Giovanni Reali assim explica o único comportamento que era possível a um pensador arguto como Protágoras:
“Dizer que, sem os sofistas, Sócrates e Platão são totalmente impensáveis significa dizer que os sofistas representam algo totalmente novo e, de algum modo, operaram uma revolução com relação aos filósofos da physis: é esta revolução, junto com as razões que a produziram, que agora devemos esclarecer.
Em primeiro lugar, para compreender o surgimento e o desenvolvimento do fenômeno da sofística, é preciso ter presentes os resultados particulares aos quais chegou a especulação naturalista. Estes tinham então chegado ao ponto de se anularem mutuamente: os resultados do eleatismo contradiziam os do heraclitismo; os resultados dos pluralistas contradiziam os dos monistas; ulteriormente, as soluções dos pluralistas se excluíam mutamente, se não nos fundamentos, pelo menos na determinação do pensamento. Parecia, então, que todas as possíveis soluções tinham sido propostas e não eram pensáveis outras: os princípios são um, muitos, infinitos ou até mesmo não existem princípios (eleatas); tudo é móvel, tudo é imóvel; tudo depende de um ordenamento inteligente de uma Mente, tudo deriva de um movimento mecânico; e assim se poderia prosseguir no elenco das antíteses às quais chegara a filosofia da physis. Até a tentativa de alguns pensadores de retomar e voltar a defender, com oportunas correções, o pensamento de um ou outro dos antigos mestres (por exemplo, a tentativa de Hípon de defender Tales, ou a de Diógenes de Apolônia de defender a doutrina do ar de Anaxímenes) demonstra, como vimos acima, que, então, todas as vias estavam batidas e que a pesquisa do princípio de todas as coisas tinha esgotado todas as possibilidades e tocado os próprios limites. Era fatal, portanto, que o pensamento filosófico deixasse de lado a physis, e deslocasse o próprio interesse para outro objetivo. [Osório diz: a encruzilhada do conhecimento e o kairós dos sofistas. A grande sacada de Protágoras!].
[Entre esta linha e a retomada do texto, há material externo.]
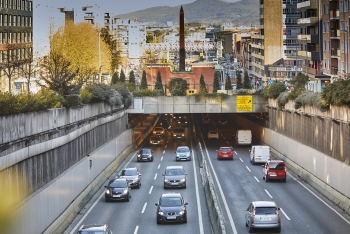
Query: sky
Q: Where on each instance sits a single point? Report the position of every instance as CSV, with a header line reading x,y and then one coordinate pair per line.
x,y
46,13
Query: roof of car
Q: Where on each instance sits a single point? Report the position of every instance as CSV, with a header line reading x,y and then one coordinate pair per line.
x,y
264,203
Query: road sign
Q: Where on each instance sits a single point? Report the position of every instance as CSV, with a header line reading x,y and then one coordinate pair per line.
x,y
244,103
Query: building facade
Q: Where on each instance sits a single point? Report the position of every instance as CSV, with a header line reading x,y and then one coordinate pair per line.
x,y
16,42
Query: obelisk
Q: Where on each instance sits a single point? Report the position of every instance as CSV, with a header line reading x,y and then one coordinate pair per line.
x,y
182,41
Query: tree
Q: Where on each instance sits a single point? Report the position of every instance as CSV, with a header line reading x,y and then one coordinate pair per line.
x,y
159,85
122,76
216,83
202,85
228,84
115,78
239,79
144,84
246,81
178,87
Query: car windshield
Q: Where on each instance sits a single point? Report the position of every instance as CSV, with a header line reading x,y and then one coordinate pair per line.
x,y
129,172
276,166
171,201
178,130
182,149
171,172
118,184
265,210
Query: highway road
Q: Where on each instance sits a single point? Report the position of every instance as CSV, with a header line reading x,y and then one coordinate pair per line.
x,y
237,183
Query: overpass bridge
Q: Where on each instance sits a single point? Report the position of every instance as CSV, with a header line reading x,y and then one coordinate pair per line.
x,y
195,104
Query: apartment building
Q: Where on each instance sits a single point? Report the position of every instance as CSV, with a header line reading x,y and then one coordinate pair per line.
x,y
16,41
275,46
335,24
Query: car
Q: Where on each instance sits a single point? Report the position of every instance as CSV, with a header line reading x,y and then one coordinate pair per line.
x,y
158,131
262,214
156,140
213,134
183,153
182,122
171,208
179,133
205,120
94,228
132,175
118,189
145,154
274,170
225,152
174,177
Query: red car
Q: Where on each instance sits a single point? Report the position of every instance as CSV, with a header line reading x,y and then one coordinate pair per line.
x,y
225,153
274,170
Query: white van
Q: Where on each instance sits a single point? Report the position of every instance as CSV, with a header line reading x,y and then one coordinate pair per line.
x,y
243,137
260,154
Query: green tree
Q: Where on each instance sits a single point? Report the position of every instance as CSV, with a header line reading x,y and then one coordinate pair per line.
x,y
239,79
122,76
159,85
228,84
144,84
178,87
115,78
216,83
202,85
246,81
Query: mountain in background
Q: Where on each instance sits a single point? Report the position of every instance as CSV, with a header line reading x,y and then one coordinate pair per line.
x,y
245,12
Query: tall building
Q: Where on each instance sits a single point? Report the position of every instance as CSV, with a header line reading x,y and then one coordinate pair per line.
x,y
310,39
335,23
274,48
16,41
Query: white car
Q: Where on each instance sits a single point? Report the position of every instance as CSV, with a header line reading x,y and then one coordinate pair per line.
x,y
213,134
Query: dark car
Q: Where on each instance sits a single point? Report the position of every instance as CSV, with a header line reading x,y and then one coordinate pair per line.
x,y
145,154
132,175
95,228
118,189
171,208
174,177
183,153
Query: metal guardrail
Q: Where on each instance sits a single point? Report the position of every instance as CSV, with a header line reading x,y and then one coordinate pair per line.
x,y
215,211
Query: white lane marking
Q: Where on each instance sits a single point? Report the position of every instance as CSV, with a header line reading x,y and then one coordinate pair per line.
x,y
284,213
136,229
201,229
234,230
268,193
321,200
144,207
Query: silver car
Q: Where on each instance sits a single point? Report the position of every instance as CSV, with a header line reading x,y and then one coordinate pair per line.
x,y
262,214
174,177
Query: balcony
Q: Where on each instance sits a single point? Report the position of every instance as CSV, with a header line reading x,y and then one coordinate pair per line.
x,y
334,15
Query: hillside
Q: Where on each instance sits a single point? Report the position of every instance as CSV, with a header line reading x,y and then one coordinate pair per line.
x,y
244,12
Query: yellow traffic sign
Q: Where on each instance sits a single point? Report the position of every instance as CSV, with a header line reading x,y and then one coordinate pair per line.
x,y
244,103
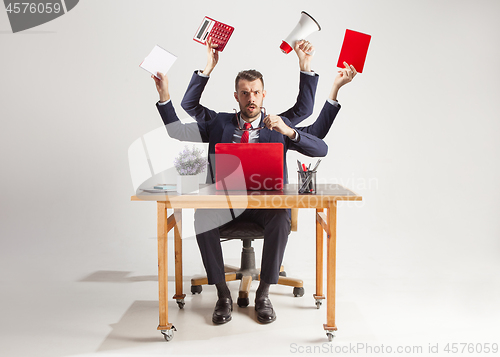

O novo objetivo foi, justamente, aquele que os naturalistas descuidaram por completo, ou só marginalmente tocaram, vale dizer, o homem e tudo o que há de tipicamente humano. Diz muito bem Nestle: "[...] para os sofistas o homem e suas criações espirituais estão no centro da reflexão. Também para eles vale aquilo que Cícero' diz de Sócrates: `Ele fez descer a filosofia do céu sobre a terra, introduziu-a nas cidades e nas casas e obrigou-a a refletir sobre a vida e os costumes, sobre o bem e o mal'. Para o homem como ente individual e como membro da sociedade é que se volta a atenção da sofística"'. E por isso compreende-se que os temas dominantes da especulação sofística tenham se tornado a ética, a política, a retórica, a arte, a língua, a religião, a educação, tudo aquilo que nós hoje chamamos de cultura humanista. Com os sofistas, em suma, começa aquele que, com expressão correta, foi chamado de período humanista da filosofia antiga”. (Fonte: Sofistas, Sócrates e Socráticos Menores. Editora Loyola: São Paulo, 2009, p. 25-26).